Seeing this type of behavior was both educating and jarring to the burgeoning Steady State. It was a visceral lesson that we weren’t just appointees of the president. We were glorified government babysitters.
The feeling of unease was cemented by having to deal with the president’s penchant for making major decisions with little forethought or discussion. These “five-alarm fire drills,” as I call them, seemed like a curse. When Trump wanted to do something, aides might only get a few hours’ notice from him before he announced it. They then launched a frenetic response effort, a race against the clock to reshape his views before the tweet went out. This could upend entire workdays. Over time, the last-minute warnings actually came to be seen as a luxury. It’s better to have a few hours—or minutes, for that matter—to intervene than have no opportunity at all to convince Trump to hit the brakes on a wacky or destructive idea. He’s less inclined to preview his decisions today.
Here is how it might play out in the early days of the administration: The president sees something on television. He doesn’t like it. It makes him think, “Maybe I should fire the secretary of commerce,” or “We should pull out of that treaty. It’s really a terrible treaty, after all.” He might tee up a tweet. Then he bounces it off of the next aide he talks to, who is stunned to discover that the terrible idea is tip-of-brain for the president of the United States, and might be on the brink of becoming reality. The aide finds the president disinterested in thinking through the consequences. “We’re going to do this today, okay? Tell Sean to get ready.” He wants Press Secretary Sean Spicer prepared to defend it to the death.
Staff throw up the Bat-Signal, calling a snap meeting or a teleconference. “He’s about to do something,” one warns the group, explaining what the president is about to announce.

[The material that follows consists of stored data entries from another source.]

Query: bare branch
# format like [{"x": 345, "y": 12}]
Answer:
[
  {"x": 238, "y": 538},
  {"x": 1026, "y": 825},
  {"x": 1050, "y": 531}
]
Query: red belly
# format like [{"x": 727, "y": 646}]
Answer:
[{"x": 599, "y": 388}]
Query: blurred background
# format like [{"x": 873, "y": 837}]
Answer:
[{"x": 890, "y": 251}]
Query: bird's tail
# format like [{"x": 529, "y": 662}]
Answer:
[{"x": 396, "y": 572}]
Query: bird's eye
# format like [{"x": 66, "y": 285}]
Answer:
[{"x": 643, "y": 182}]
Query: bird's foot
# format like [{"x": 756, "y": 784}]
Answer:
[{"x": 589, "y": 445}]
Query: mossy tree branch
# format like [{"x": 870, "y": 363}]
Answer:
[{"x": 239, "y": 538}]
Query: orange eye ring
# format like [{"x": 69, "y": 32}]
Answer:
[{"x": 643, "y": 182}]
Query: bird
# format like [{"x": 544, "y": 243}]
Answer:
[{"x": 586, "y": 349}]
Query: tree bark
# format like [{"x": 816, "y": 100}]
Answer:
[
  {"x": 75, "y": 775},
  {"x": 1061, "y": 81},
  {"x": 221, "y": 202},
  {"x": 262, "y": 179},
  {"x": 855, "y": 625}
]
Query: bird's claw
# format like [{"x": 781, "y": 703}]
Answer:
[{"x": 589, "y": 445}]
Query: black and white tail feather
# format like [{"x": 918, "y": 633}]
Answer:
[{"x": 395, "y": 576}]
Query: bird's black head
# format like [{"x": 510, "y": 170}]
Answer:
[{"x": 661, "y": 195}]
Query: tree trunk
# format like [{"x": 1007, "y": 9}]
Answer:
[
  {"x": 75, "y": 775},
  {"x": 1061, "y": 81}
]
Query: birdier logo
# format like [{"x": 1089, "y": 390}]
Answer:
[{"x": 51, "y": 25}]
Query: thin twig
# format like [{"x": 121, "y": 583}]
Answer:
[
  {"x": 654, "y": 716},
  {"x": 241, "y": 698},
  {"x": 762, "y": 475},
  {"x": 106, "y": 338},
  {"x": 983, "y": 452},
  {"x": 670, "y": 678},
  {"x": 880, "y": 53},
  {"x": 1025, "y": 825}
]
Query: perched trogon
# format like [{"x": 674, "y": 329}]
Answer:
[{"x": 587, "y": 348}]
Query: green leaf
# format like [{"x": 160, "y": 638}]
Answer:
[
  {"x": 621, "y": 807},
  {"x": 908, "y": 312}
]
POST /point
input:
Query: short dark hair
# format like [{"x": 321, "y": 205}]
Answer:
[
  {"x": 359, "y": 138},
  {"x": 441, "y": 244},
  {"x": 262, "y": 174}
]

“He can’t do this. We’ll all look like idiots, and he’ll get murdered for it in the press,” another exclaims.
“Yeah, well, I’m telling you he’s going to do it unless someone gets to him fast,” the first warns. “Can you cancel your afternoon?”
Officials rush back to the White House. The delicate Oval Office schedule is shattered to make way for an unexpected intervention, and top agency executives scrap meetings with foreign leaders, press conferences, and briefings to join the gathering. The conversation with the president is tense. He wants to do what he wants to do, consequences be damned. It isn’t beneath him to attack his own family members, too. “Jared, you don’t know what you’re talking about, okay? I mean seriously. You don’t know.” After some dire warnings (“Everyone will get subpoenaed”—“This will cost you dearly with working-class voters”—“This will put Americans in harm’s way”), he might show signs of reconsidering. Refusing to admit error, the president insists he still wants to go with his original plan, but he backs off temporarily or agrees to a less drastic measure, averting disaster for the moment.